The Best Shirts for Men
This is the shirt guide for the man who's done buying things he stops wearing after three months. Every pick here was scored on construction and value, not trend relevance or brand cachet. The shortlist runs from proper woven shirts worth the price of a dinner out to basics that hold up to the kind of weekly rotation that exposes every shortcut a manufacturer took. If something disappointed, it didn't make the cut.
The Shirts
The why behind each pick, how to choose between them, and what to look for is free with an account.

Whiting - Blue And Ecru Oran Check Overshirt
Wax London's Whiting overshirt in a French-woven oran check is $235, true to size, and bold enough that the pattern is doing most of the work — which, at this construction level, it earns the right to do.

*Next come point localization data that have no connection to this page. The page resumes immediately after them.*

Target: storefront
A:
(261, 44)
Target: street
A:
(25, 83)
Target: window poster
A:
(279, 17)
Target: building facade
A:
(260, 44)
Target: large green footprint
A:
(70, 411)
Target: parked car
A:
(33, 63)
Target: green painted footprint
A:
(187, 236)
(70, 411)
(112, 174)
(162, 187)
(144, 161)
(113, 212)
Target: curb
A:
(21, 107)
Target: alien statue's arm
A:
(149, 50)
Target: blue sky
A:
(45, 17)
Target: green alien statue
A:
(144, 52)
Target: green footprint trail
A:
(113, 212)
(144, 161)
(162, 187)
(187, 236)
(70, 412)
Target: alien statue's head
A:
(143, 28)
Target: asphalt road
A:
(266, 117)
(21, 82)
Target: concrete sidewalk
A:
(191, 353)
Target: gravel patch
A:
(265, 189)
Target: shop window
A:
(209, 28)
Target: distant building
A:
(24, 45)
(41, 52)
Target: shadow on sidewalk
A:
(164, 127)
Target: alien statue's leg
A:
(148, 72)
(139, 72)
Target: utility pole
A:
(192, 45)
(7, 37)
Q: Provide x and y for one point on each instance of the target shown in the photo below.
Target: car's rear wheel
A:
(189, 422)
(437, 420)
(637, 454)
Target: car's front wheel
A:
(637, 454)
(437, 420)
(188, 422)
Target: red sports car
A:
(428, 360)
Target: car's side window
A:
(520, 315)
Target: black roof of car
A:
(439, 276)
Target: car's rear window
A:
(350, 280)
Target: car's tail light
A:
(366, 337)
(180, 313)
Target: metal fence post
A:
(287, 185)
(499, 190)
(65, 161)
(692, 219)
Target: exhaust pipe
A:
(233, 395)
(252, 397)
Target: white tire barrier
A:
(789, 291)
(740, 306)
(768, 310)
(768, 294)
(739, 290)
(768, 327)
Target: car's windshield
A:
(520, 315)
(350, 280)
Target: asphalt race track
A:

Portuguese Flannel's Agora is a honeycomb-knit camp shirt made in Guimarães at $177, with mother-of-pearl buttons and a polyester blend that actually explains itself.

Drake's stone-washed linen-cotton chambray popover is $345 made in Italy, true to size, and genuinely good; the half-placket is the decision, not the price.

Taylor Stitch's Davis Shirt in Indigo Raindrop Sashiko is a $128 organic cotton camp collar with double-needle felled seams and a sashiko weave that earns a second look without announcing itself.

Drake's navy cotton-linen camp collar shirt is made at their own factory in Somerset, runs $375, and is a better shirt than you need unless you already know why you want it specifically.
The Tees & Basics

The Short Sleeve Rugby Shirt in Port Stripe
Taylor Stitch's Short Sleeve Rugby in Port Stripe is a 12-oz organic cotton knit with rubber buttons and reinforced underarms at $98, which is either a fair price for a shirt built to survive real use or a lot for a rugby shirt, depending on how hard you wear your clothes.
Taylor Stitch's 10 oz. seed stitch waffle crew runs $78, holds its neck shape after repeat washing better than most, and is worth knowing about if you're building around overshirts this season, with a minor caveat on garment-dye sizing consistency.

Buck Mason's Venice Wash Slub Tee is 145 GSM Supima cotton, cut and sewn at the brand's own Pennsylvania mill, and it costs $48.

Wax London's Dean tee is $90 of well-made organic cotton jersey with a sailing club graphic that scores an honest 5/10 on versatility, which tells you exactly who it's for.

Taylor Stitch's Pacific Polo arrives pre-washed in rinsed indigo, cuts regular and true to size, and at $98 for GOTS-certified organic cotton pique it asks almost nothing of you while giving most of what you want from a warm-weather polo.